The typical AV accident scenarios in the urban area obtained by clustering and association rule mining of real-world accident reports

Heliyon. 2024 Jan 19;10(3):e25000. doi: 10.1016/j.heliyon.2024.e25000. eCollection 2024 Feb 15.

Abstract

Automated Vehicles (AVs) based on a collection of advanced technologies such as big data and artificial intelligence have opened an opportunity to reduce traffic accidents caused by human drivers. Nevertheless, traffic accidents of AVs continue to occur, which raises safety and reliability concerns about AVs. AVs are particularly vulnerable to accidents on urban roads than on highways due to various dynamic objects and more complex infrastructure.
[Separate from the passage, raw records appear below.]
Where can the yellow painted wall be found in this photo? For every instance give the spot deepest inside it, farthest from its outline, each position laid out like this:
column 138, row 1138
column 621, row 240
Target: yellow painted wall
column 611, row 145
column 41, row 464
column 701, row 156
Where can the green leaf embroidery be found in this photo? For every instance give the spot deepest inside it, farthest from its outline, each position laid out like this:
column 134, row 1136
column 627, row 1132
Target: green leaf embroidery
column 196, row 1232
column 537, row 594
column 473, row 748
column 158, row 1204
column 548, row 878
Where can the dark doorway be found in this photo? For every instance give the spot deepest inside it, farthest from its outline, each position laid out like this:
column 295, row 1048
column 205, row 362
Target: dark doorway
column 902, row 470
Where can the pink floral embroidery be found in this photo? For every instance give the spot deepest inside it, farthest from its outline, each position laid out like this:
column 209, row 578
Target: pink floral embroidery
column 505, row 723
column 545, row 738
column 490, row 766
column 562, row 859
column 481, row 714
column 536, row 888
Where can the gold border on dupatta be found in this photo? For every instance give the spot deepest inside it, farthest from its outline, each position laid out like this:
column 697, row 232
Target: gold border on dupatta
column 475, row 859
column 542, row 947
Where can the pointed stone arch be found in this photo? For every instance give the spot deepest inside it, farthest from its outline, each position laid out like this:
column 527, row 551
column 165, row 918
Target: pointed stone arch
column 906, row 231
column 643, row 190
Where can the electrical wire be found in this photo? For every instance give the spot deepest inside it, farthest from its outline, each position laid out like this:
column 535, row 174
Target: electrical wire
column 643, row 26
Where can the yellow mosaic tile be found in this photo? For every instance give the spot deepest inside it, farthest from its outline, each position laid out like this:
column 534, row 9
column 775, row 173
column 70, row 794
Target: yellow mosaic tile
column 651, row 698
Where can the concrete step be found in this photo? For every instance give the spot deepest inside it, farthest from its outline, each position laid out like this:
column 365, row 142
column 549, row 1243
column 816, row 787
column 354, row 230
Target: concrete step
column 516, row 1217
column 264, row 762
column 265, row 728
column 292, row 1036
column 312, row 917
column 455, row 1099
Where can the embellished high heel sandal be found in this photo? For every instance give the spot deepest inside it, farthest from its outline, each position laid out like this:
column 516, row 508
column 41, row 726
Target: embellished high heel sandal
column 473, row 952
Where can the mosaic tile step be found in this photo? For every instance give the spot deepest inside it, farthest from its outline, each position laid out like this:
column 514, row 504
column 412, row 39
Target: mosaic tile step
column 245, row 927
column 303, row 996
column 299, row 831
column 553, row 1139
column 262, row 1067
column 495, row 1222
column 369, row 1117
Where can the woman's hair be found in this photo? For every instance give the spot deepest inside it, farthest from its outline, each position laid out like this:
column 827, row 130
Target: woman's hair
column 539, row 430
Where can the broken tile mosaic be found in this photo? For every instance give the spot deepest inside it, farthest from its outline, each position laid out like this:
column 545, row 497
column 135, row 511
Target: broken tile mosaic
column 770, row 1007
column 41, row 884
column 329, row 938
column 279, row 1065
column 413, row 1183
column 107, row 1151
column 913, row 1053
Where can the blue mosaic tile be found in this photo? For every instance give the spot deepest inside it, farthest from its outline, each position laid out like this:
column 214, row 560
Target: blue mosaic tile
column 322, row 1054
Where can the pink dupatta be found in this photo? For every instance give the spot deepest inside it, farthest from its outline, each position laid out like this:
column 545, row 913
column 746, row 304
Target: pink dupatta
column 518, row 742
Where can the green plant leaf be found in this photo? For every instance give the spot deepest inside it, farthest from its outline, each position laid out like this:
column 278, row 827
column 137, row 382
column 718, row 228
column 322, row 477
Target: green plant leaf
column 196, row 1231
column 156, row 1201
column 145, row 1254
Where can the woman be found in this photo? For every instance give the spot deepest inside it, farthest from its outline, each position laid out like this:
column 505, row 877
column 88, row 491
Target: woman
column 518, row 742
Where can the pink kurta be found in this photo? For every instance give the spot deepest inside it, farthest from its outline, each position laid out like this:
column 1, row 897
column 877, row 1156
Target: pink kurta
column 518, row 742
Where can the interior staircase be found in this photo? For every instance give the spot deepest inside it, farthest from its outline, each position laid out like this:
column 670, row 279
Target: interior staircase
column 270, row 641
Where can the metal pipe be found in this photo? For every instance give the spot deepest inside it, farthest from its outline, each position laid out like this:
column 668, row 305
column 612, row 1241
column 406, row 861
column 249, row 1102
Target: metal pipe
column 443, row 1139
Several studies proposed a scenario-based approach of experimenting with the response of AVs to specific situations as a way to test their safety. Reliable and concrete scenarios are necessary to test AV safety under critical conditions accurately. This study aims to derive a typical accident scenario for evaluating the safety of AVs, specifically in urban areas, by analysing collisions reported by the DMV of California, USA. We applied a hierarchical clustering method to find groups of similar reports and then executed association rule mining on each cluster to correlate between accident factors and collision types. We combined statistically significant association rules to constitute a total of 14 scenarios that are described according to an adapted PEGASUS framework. The newly obtained scenarios exhibit significantly different accident patterns than the typical Human-driven Vehicles (HVs) in urban areas reported by National Highway Traffic Safety Administration. Our discovery urges AV safety to be tested reliably under scenarios more relevant than the existing HV accident scenarios.

Keywords: Automated vehicles; Real-world data; Safety evaluation; Typical accident scenarios.